Before discussing the preservation of digital maps I would like to explain some general points about preserving any digital material. The wide range of different digital products and their special characteristics impose a great challenge to libraries. The file formats, software needed to render the publication, and hardware requirements are developing rapidly and this means obsolete environments for older digital materials. The fast moving computer technology is providing new updated software and "improvements" all the time. This development is leaving a trace of obsolete systems, formats and above all the documents that we used in these obsolete environments. The computer industry that is creating today's digital world is also erasing yesterday's digital world.
Preserving the bits, the bit stream of any digital document, is quite easy because we are able to make perfect copies of the original product (if they are not copy-protected). However bits are the same for every file format, we cannot tell whether a certain bit stream is for text, images, a few musical notes, or geo-data without interpreting the bits with the right software and environment. We cannot say that we have preserved something for the future, unless we can render and use the preserved object in the future. These aspects suggest that documentation and metadata will be a key issue when handling and administering large amounts of digital data.
In addition to metadata we will need some guidelines how to keep these publications "alive" during time. The current methods or strategies for preservation are migration and emulation. Under the concept "migration" we can put copying and conversion of the data. We might need to refresh our documents and copy them to a new medium, from CD-R to DVD-R, or we might find a certain file format unsupported and convert the document to a current file format. We migrate the data to keep it alive for future scholars. We can rely on standards even though it is known that one can find many standards for one single problem and that new standards will replace current ones.
It is to be expected that in some cases we might find that migrating the publication will lose some of the characteristics of that particular document. For example, a CD-ROM with interaction and multimedia is difficult to migrate to another environment without losing the original feel and serious effort to rewrite the source code. Emulating the older environment in the current computer platform will probably give us the same look and feel of the original CD-ROM. Emulation is the computer science approach to preservation and it might prove itself as a useful strategy. Both these major strategies have pros and cons. They are both likely to be used in a "memory organisation" which is trying to preserve digital documents. The metadata with technical, provenance, context and processing information will help us in the preservation and rendering of these documents or at least provide some backup information for the digital archaeologists of the future.

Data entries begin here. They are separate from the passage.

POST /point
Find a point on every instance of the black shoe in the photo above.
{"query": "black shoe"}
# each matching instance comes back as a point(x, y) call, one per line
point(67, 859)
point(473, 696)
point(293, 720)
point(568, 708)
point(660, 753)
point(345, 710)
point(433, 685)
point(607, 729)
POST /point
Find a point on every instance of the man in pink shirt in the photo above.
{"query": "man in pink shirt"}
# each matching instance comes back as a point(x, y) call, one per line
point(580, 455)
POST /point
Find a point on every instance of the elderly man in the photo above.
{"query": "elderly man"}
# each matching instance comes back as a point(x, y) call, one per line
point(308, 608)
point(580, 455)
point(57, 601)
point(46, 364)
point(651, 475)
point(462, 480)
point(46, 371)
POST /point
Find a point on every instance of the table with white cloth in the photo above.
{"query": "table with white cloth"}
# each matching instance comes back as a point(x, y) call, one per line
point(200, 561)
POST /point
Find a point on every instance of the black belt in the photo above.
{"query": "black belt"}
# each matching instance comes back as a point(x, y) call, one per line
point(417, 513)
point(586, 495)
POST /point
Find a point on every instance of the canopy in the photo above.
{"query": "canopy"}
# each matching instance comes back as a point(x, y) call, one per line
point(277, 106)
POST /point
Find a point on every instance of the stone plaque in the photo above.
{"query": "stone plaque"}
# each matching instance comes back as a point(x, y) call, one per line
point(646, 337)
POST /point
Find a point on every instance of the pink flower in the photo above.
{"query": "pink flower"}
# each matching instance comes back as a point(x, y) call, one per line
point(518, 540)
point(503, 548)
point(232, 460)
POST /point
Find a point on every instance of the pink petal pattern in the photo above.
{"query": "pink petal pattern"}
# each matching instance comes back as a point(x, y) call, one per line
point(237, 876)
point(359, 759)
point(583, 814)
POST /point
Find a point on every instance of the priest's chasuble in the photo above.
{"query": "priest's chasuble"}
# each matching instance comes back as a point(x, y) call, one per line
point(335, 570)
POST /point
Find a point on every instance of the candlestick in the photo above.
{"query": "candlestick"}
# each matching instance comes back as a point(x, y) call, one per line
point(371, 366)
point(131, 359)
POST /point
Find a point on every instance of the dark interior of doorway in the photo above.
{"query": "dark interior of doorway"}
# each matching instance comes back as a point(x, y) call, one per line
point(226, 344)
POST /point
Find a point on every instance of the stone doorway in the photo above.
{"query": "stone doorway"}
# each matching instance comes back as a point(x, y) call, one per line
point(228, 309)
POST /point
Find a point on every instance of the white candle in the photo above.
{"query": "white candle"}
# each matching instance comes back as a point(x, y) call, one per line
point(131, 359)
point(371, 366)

Preserving digital documents is also an organisational problem. The long-term planning is left to the libraries, archives and museums. Publishers are not so much interested in preserving their publications for the future, even though for some materials there might be a market in the future. The amount of digital data is growing so fast that it is hard to keep up with preservation. Who or what organisation should do this work, how will they have proper funding, expertise and continuity? There is always the question of what to preserve. What selection guidelines we should follow? These questions are central and one way of looking at these problems is to turn to libraries and to legal deposit.
The revision work is still going on for the new legal deposit act in Finland. In several countries this has already been done. Hopefully we will have the new law operational by 2004. The main new concern for the Finnish legal deposit libraries is the inclusion of digital publications. The digital publications are considered to be important materials for future researchers. Off-line products as well as the Finnish on-line (Internet) publications are to be collected, catalogued, preserved and put to scholarly use inside the premises of our six legal deposit libraries. This applies of course to the different types of digital maps. The draft for the new national copyright act has some statutes that enable this depositing.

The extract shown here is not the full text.